Understanding Bigger%2C Regularized%2C Optimistic%3A scaling for compute and sample-efficient continuous control

This paper presents the BRO (Bigger, Regularized, Optimistic) algorithm, which demonstrates that scaling model capacity and domain-specific reinforcement learning (RL) enhancements can significantly improve sample efficiency in continuous control tasks.

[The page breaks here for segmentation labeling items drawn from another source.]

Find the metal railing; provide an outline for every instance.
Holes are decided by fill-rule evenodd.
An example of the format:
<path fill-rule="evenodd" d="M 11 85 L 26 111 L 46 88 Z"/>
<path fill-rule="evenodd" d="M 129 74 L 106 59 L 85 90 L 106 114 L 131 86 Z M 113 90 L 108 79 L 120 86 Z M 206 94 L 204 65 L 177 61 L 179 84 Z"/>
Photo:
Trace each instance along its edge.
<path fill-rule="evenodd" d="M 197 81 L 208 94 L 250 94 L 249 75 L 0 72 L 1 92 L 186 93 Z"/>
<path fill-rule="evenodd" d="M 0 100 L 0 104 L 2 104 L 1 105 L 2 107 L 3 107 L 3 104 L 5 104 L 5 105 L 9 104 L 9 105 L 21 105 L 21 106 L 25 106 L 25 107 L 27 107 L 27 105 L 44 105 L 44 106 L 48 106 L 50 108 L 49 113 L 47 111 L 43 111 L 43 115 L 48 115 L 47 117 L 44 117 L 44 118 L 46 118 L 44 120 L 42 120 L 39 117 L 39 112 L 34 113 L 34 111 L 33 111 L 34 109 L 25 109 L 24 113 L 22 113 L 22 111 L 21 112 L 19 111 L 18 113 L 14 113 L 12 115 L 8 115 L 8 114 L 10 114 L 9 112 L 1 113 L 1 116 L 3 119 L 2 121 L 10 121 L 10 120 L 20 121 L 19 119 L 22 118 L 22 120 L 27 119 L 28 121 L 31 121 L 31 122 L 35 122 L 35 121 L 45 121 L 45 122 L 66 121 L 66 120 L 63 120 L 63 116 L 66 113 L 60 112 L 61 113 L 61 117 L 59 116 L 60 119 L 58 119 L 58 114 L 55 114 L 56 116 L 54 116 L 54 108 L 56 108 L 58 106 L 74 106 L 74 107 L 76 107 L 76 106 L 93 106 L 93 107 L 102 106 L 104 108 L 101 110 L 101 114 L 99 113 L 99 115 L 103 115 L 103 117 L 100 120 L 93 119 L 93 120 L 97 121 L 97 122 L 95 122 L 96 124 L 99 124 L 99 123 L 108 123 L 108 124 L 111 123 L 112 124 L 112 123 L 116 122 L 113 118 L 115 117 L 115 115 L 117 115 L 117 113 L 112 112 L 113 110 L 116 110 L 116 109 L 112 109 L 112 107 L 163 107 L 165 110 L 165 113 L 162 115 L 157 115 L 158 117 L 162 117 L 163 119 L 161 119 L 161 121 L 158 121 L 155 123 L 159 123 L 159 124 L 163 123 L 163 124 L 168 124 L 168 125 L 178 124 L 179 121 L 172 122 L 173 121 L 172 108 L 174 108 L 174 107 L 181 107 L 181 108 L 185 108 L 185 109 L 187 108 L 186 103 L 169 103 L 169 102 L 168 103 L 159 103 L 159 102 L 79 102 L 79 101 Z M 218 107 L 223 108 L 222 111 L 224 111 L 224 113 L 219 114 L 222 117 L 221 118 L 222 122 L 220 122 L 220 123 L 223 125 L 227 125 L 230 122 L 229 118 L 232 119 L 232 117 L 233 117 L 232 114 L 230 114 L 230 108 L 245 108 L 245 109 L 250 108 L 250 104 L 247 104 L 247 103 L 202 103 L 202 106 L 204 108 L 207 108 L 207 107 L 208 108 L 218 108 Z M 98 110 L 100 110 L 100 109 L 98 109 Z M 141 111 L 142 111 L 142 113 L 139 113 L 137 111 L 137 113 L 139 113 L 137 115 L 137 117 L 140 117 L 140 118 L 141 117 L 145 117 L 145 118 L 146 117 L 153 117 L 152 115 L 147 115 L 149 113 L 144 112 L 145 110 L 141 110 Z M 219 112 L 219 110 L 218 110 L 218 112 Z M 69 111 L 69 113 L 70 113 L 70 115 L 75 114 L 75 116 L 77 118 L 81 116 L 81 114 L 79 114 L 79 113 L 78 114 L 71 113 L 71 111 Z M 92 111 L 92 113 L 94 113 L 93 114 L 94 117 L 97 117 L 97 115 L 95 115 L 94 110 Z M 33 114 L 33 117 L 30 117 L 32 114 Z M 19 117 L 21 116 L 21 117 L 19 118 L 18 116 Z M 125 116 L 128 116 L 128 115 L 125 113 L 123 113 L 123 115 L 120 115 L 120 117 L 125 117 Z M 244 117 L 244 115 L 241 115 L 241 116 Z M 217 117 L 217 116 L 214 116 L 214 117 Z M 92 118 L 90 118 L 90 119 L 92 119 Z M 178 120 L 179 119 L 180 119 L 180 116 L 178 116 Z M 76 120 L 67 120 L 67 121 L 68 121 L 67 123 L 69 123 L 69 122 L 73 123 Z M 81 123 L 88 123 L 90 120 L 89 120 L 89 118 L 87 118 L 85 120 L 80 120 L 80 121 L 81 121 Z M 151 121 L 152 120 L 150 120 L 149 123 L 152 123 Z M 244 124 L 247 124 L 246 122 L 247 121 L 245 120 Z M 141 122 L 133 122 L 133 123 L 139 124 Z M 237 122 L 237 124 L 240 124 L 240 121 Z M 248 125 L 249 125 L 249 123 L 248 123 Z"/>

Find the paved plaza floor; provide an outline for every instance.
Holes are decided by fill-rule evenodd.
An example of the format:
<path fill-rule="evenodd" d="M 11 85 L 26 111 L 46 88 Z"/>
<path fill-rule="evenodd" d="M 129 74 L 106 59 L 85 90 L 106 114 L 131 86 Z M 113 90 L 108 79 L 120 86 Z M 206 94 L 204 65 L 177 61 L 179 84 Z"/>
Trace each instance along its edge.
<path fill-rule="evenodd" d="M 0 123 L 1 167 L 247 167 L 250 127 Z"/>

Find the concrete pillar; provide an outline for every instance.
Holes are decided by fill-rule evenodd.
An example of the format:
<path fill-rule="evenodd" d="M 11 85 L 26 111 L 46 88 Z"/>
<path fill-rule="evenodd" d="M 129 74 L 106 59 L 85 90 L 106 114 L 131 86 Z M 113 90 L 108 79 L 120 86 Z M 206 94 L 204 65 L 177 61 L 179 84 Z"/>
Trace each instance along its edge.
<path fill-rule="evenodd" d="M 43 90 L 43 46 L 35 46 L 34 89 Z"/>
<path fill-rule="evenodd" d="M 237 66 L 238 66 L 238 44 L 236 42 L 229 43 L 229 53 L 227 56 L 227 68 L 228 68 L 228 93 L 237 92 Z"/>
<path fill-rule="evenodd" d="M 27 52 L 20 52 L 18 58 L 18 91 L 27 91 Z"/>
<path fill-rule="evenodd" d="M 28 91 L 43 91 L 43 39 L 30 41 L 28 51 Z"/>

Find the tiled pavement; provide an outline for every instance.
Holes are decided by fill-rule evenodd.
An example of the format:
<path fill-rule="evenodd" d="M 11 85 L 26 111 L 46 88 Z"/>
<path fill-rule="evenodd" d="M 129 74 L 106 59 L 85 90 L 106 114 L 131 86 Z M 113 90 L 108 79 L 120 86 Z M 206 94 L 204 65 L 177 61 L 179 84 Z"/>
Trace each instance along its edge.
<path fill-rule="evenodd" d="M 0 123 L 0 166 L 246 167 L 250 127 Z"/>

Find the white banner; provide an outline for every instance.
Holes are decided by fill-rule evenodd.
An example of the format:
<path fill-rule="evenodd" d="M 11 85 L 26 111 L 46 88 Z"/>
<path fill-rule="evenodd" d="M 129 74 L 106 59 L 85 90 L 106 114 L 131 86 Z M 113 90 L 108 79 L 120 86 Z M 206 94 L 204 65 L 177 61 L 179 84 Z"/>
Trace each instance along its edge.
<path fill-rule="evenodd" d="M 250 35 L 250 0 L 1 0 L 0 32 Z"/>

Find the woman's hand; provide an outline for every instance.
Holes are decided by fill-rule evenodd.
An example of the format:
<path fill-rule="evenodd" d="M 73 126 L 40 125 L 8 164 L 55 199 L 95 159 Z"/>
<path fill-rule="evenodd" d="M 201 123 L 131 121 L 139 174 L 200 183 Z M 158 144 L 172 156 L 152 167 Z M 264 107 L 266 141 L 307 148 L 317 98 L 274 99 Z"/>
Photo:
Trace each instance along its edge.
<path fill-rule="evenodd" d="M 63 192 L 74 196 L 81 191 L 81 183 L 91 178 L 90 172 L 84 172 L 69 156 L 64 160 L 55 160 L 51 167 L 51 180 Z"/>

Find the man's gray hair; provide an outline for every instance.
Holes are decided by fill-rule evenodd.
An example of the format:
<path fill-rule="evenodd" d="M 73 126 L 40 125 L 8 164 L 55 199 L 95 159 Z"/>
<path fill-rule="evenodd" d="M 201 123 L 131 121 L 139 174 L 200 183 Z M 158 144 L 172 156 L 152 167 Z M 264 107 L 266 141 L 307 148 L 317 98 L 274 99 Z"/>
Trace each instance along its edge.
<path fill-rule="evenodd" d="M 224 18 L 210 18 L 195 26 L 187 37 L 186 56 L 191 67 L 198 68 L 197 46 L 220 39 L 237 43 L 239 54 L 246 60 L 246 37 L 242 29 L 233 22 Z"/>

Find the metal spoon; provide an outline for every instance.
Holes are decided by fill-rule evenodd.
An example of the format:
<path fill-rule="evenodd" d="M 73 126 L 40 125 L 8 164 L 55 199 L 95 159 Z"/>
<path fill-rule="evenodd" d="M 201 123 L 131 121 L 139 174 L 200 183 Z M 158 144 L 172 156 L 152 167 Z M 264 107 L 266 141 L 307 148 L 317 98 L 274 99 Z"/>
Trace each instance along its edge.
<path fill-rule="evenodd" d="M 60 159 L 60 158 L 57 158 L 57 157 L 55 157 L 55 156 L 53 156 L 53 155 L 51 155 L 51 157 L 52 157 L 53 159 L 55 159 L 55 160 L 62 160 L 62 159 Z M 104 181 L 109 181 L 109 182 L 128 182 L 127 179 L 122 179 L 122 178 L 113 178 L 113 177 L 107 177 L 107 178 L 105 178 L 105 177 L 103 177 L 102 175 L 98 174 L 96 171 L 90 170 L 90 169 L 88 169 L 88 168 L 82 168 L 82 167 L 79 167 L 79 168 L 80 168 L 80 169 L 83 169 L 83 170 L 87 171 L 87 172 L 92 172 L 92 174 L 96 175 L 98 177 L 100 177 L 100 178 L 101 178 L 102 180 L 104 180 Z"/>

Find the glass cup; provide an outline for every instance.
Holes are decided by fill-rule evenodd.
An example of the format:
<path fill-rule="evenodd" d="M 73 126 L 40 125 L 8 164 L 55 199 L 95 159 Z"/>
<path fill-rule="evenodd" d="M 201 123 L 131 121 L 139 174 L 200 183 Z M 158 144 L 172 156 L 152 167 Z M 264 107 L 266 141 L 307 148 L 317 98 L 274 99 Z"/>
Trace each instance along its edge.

The key innovation of BRO is the combination of strong regularization with critic network scaling, paired with optimistic exploration, leading to superior performance. BRO outperforms state-of-the-art model-free and model-based algorithms on 40 complex tasks from the DeepMind Control, MetaWorld, and MyoSuite benchmarks. Notably, BRO is the first model-free algorithm to achieve near-optimal policies in challenging Dog and Humanoid tasks, while being 2.5 times more sample-efficient than the leading model-based algorithm, TD-MPC2. The paper also provides extensive empirical analysis, highlighting the importance of critic model scaling, the trade-offs between model scaling and replay ratio, and the effectiveness of optimistic exploration techniques. The findings underscore the need for new standardized benchmarks to drive consistent progress in sample efficiency and the development of more robust RL algorithms.This paper presents the BRO (Bigger, Regularized, Optimistic) algorithm, which demonstrates that scaling model capacity and domain-specific reinforcement learning (RL) enhancements can significantly improve sample efficiency in continuous control tasks. The key innovation of BRO is the combination of strong regularization with critic network scaling, paired with optimistic exploration, leading to superior performance. BRO outperforms state-of-the-art model-free and model-based algorithms on 40 complex tasks from the DeepMind Control, MetaWorld, and MyoSuite benchmarks. Notably, BRO is the first model-free algorithm to achieve near-optimal policies in challenging Dog and Humanoid tasks, while being 2.5 times more sample-efficient than the leading model-based algorithm, TD-MPC2. The paper also provides extensive empirical analysis, highlighting the importance of critic model scaling, the trade-offs between model scaling and replay ratio, and the effectiveness of optimistic exploration techniques. The findings underscore the need for new standardized benchmarks to drive consistent progress in sample efficiency and the development of more robust RL algorithms.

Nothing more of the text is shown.